Webinar cycle in Hydrogeology and Geochemistry
HYDROGEOLOGY GROUP (Associated Unit CSIC-UPC, Barcelona)
Date: Thursday, 18th May 2023
Starting time: 3:00 pm (Central European Time)
Author: Linus Walter (IMEDEA-CSIC, IDAEA-CSIC), PhD student
Title: Physics-informed Neural Networks to Simulate Subsurface Fluid Flow in Fractured Reservoirs
Live in: meet.google.com/pcs-rnxb-wnq (free of charge). You can watch it delayed on the Groundwater Hydrology Group YouTube channel:
Modeling fluid flow in fractured media is computationally demanding and presents challenges related to the representation of the fracture network. In this study, we utilize state-of-the-art Physics-Informed Neural Networks (PINN) to simulate subsurface flow in fractured reservoirs. A PINN can incorporate any physical laws that can be described by partial differential equations. We obtain a ground truth dataset by running a virtual pumping-well test in the numerical code “OpenGeoSys”. This model consists of a low-permeability rock matrix, intersected by a high-permeability fracture. First, we approximate the reservoir permeability k(x) with an Artificial Neural Network (ANN).

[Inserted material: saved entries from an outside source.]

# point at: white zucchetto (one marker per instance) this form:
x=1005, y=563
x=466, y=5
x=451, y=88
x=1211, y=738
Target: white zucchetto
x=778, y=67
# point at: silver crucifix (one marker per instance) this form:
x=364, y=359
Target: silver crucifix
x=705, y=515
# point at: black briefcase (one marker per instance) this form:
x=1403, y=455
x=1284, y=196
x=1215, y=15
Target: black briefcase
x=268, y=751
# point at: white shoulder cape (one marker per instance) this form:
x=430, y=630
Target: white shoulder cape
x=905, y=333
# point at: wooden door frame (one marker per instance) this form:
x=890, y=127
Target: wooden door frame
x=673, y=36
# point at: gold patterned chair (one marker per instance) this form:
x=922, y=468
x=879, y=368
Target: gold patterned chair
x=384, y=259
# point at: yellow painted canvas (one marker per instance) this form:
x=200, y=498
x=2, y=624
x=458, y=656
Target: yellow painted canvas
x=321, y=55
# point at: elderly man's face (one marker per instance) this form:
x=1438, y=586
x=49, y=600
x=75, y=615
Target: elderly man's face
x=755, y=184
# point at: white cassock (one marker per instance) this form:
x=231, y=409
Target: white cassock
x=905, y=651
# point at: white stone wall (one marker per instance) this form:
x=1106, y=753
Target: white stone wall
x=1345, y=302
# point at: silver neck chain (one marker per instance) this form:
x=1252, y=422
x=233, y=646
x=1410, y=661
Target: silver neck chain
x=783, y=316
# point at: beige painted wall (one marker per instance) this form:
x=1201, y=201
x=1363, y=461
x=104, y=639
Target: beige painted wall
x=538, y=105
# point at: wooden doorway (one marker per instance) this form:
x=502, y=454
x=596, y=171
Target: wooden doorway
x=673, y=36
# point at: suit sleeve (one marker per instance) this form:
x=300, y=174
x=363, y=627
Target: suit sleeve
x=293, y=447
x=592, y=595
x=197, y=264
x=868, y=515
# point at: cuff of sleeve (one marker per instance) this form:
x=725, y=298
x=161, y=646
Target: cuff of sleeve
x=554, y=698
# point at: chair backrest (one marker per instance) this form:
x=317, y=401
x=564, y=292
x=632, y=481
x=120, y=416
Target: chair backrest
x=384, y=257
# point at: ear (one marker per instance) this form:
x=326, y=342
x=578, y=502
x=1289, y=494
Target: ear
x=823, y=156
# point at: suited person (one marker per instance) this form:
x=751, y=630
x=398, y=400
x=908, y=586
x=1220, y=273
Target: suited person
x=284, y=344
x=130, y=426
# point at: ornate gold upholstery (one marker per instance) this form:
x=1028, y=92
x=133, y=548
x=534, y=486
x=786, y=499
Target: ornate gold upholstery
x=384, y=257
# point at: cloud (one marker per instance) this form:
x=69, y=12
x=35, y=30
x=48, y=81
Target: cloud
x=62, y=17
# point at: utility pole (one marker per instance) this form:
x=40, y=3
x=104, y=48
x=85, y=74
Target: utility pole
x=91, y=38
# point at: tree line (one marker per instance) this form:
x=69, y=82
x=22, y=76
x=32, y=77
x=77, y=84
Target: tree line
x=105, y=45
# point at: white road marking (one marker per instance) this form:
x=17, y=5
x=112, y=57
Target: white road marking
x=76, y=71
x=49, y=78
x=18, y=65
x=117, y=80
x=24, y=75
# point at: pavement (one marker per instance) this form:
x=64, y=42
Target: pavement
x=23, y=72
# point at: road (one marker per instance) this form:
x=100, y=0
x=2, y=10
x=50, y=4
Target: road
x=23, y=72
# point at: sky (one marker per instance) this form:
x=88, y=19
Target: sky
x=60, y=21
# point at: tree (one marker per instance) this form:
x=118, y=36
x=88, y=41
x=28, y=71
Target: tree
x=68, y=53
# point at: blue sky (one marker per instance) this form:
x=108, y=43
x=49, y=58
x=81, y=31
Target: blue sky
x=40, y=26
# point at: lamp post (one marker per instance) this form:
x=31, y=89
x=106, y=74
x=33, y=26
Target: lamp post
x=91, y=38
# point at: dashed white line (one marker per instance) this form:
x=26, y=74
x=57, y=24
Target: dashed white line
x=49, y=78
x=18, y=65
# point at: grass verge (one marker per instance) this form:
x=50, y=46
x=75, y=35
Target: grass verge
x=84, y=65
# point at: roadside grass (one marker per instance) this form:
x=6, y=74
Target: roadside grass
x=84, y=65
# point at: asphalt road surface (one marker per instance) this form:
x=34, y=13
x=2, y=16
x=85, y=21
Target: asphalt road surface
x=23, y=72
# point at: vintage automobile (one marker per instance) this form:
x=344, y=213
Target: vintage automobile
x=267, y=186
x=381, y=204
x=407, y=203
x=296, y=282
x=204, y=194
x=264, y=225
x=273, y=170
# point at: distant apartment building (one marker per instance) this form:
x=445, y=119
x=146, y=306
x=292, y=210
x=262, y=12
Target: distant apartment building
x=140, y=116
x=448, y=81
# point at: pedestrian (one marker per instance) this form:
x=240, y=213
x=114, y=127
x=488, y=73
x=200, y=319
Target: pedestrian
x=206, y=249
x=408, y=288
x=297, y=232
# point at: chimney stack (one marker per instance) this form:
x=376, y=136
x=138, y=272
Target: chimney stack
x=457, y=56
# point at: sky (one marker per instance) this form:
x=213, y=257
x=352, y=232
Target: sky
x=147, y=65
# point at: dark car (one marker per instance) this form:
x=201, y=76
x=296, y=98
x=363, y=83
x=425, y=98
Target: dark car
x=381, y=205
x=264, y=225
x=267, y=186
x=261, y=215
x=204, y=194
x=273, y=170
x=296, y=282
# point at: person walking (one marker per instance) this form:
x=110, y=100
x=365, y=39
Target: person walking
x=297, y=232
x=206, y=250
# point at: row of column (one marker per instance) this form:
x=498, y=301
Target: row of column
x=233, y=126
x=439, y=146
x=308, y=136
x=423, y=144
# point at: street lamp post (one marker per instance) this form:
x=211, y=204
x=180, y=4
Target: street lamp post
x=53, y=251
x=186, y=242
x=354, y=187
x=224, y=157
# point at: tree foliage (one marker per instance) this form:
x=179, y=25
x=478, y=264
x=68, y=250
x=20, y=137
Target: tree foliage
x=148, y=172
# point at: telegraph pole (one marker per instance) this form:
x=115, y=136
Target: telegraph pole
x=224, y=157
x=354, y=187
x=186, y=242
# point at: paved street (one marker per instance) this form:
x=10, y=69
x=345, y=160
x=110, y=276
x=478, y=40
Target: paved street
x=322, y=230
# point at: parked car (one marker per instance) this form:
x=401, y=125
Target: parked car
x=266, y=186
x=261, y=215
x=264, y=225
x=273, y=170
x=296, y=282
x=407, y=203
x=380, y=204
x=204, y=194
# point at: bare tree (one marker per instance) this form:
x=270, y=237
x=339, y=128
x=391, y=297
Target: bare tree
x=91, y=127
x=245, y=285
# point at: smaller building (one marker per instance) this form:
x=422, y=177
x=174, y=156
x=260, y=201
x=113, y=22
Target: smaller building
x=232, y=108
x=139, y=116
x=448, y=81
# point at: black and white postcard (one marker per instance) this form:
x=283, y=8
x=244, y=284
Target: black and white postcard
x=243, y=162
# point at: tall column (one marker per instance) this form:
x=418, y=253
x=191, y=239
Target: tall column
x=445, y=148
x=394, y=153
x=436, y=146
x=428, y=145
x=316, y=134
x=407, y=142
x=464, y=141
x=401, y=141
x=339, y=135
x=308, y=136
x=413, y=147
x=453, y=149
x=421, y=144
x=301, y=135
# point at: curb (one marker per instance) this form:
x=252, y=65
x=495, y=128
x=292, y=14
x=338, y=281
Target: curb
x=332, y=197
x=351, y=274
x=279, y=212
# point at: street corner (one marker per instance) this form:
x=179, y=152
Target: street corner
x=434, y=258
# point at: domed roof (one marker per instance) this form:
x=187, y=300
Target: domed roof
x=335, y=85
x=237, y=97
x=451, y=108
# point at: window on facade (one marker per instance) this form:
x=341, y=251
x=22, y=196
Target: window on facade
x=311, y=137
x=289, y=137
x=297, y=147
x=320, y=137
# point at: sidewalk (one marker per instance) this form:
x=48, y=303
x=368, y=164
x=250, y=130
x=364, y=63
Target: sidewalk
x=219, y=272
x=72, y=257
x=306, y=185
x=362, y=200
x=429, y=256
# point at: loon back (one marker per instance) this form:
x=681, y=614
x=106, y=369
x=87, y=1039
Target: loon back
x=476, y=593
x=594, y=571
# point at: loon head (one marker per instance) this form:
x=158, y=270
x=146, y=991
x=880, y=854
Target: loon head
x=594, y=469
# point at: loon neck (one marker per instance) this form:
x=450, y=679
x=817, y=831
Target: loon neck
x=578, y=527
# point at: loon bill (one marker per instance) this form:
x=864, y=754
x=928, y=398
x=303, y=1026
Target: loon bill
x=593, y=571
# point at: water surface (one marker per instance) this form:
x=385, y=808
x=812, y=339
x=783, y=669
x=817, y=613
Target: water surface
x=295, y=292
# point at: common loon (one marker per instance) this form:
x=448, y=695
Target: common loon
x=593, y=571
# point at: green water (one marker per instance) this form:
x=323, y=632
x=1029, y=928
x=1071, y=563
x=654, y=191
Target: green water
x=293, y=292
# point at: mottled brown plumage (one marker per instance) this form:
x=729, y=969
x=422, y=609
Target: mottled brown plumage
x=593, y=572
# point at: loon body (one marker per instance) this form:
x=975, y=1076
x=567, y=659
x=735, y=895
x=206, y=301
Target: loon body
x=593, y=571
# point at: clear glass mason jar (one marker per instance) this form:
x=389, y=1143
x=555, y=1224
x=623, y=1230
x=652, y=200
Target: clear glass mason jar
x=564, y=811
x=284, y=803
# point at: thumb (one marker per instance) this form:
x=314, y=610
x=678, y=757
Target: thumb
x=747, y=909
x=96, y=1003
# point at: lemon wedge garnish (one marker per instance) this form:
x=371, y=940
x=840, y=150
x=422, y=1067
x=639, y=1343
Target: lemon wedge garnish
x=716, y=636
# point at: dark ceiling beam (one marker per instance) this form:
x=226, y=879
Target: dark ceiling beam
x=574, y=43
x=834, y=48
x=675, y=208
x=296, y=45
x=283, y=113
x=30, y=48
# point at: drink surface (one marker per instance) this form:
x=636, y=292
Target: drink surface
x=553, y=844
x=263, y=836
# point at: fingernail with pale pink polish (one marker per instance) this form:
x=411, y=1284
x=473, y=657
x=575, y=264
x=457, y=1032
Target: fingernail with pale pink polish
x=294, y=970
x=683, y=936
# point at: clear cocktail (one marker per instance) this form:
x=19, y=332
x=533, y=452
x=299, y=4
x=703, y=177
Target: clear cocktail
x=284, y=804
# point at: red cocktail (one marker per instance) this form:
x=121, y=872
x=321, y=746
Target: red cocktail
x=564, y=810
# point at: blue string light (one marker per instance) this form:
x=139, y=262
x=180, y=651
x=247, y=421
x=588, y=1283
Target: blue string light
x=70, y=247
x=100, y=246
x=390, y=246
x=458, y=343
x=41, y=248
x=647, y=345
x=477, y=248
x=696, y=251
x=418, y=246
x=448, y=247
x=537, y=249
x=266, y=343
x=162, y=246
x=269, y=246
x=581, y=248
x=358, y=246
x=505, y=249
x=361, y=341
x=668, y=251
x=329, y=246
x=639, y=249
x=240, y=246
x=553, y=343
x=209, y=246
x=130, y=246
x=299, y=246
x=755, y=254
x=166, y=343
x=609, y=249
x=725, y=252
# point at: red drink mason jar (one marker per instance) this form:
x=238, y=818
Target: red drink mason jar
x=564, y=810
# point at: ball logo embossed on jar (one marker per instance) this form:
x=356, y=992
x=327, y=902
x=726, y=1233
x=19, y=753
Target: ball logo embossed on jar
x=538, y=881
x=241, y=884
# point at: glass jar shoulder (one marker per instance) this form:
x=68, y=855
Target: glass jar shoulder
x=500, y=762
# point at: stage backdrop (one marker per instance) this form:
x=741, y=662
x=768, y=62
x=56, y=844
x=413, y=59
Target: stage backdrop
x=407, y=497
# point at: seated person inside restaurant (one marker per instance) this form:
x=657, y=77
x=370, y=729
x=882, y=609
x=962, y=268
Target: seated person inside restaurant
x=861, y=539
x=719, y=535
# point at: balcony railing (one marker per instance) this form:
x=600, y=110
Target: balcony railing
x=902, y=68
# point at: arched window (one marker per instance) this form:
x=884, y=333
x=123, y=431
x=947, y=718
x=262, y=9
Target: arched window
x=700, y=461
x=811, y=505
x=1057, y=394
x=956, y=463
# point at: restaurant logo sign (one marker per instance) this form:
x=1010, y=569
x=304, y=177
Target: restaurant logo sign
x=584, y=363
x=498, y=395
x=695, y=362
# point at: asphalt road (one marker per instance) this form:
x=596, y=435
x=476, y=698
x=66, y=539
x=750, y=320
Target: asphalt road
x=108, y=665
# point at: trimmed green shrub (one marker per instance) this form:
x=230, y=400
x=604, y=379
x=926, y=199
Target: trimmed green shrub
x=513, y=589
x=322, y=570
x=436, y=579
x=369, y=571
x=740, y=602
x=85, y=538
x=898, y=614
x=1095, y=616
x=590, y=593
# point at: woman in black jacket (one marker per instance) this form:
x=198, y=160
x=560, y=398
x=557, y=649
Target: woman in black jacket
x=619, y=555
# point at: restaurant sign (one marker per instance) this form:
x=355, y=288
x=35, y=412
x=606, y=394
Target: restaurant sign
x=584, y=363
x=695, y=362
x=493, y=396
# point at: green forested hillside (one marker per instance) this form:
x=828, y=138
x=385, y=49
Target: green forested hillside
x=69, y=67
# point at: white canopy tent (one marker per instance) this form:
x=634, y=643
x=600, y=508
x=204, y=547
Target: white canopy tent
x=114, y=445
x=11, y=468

Second, we model the fluid pressure evolution p(x,t) with the PINN by informing it about the experimental well-testing data. Since observation wells are sparse in space (only the injection well in our case), we also ensure accordance of p(x) by satisfying mass conservation. The residual of this equation enforces the loss function of p(x,t) for random collocation points inside the domain. Our results indicate that the ANN is able to approximate k(x) even for a high permeability contrast. In addition, the successful interpolation of p(x,t) proves the PINN is a promising method for matching field data with physical laws.